Recycling of the RAFT polymer
The polymer decomposed by allylamine was recycled by a thiol-ene reaction between the amine and allyl substituents. The decomposed RAFT polymer was mixed with a 19.5 mM chloroform solution of DMPA, which is a radical initiator, and exposed to UV light (λ = 365 nm, 6 h).
Results and discussion
Decomposition and recycling test
First, an oligomer with multiple trithiocarbonate substituents in its structure (TTC oligomer), as shown in Scheme 1, was synthesized according to the experimental procedure.
Synthesis of the TTC oligomer and RAFT polymer
The synthesized TTC oligomer, styrene, and AIBN were mixed in N,N-dimethylformamide (DMF) and heated at 100 °C for 20 h. After the reaction, the solvent was evaporated in vacuo, and a yellow polymer was obtained as the RAFT polymer, as shown in Fig. 1a. The RAFT polymer was used for the decomposition and recycling experiments shown in Fig. 1b.
a Chemical structure of the RAFT polymer and a photograph of the RAFT polymer shaped with a mold. b Schematic illustrations and photographs of the RAFT polymer after decomposition with allylamine and recycling by UV irradiation (λ = 365 nm, 6 h). Photographs of the recycled RAFT polymer were taken directly above and in the vertical direction
The RAFT polymer was shaped like a mold whose shape is a two-beamed eighth note, as shown in Fig. 1b. A chloroform solution of the RAFT polymer was poured into the mold and dried in vacuo. The resulting molded RAFT polymer was a yellowish transparent organic glass with high mechanical strength, as it could be picked up with a pair of tweezers without being broken. Next, allylamine was applied to the surface of the molded RAFT polymer. After that, the molded RAFT polymer became cloudy and decomposed at room temperature. The decomposed RAFT polymer could not be picked up with a pair of tweezers and was broken. This suggests that the RAFT polymer was decomposed by the reaction with allylamine shown in Scheme 2. On the other hand, the molded polystyrene, which did not contain trithiocarbonate groups, as shown in Fig. S4, was not decomposed by the addition of allylamine. Even after allylamine was applied to the surface, the strength of the molded polystyrene was as high as that of the original polystyrene and could be picked up with a pair of tweezers, as shown in Fig. S8. These results also indicate that the trithiocarbonate substituents in the RAFT polymer were decomposed by the reaction with allylamine, as shown in Scheme 2.
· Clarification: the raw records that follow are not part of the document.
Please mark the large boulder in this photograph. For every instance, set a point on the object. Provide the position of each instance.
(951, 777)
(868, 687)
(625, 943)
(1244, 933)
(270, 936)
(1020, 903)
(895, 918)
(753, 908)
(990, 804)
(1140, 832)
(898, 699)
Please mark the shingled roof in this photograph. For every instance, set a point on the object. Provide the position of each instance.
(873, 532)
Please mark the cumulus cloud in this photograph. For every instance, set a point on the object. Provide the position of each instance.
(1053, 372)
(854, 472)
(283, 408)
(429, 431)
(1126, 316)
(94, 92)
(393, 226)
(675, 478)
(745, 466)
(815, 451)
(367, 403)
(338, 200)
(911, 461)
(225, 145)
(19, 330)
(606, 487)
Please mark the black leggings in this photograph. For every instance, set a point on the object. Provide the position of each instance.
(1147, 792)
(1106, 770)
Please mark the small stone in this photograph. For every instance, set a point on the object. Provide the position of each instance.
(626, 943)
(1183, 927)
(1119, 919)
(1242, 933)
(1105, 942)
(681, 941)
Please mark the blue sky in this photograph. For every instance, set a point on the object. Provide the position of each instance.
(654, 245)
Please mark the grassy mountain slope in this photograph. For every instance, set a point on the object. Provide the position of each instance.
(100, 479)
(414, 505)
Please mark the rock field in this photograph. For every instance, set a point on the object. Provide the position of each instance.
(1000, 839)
Decomposition of the RAFT polymer by reaction with allylamine
Next, the RAFT polymer decomposed with allylamine was recycled by a thiol-ene reaction [38,39,40] using DMPA, which is a photo-radical initiator, via UV irradiation (λ = 365 nm). The decomposed RAFT polymer was mixed with DMPA and inserted into a mold in the shape of an eighth note. After insertion, the mixture was irradiated with UV light (λ = 365 nm, 6 h). Consequently, the decomposed RAFT polymer reconstructed a new molded polymeric material, as shown in Fig. 1b. This result suggests that the decomposed RAFT polymer was joined mainly by thioether bonds via the thiol-ene reaction and formed a cross-linked polymer via thioether bonds, as shown in Scheme 3.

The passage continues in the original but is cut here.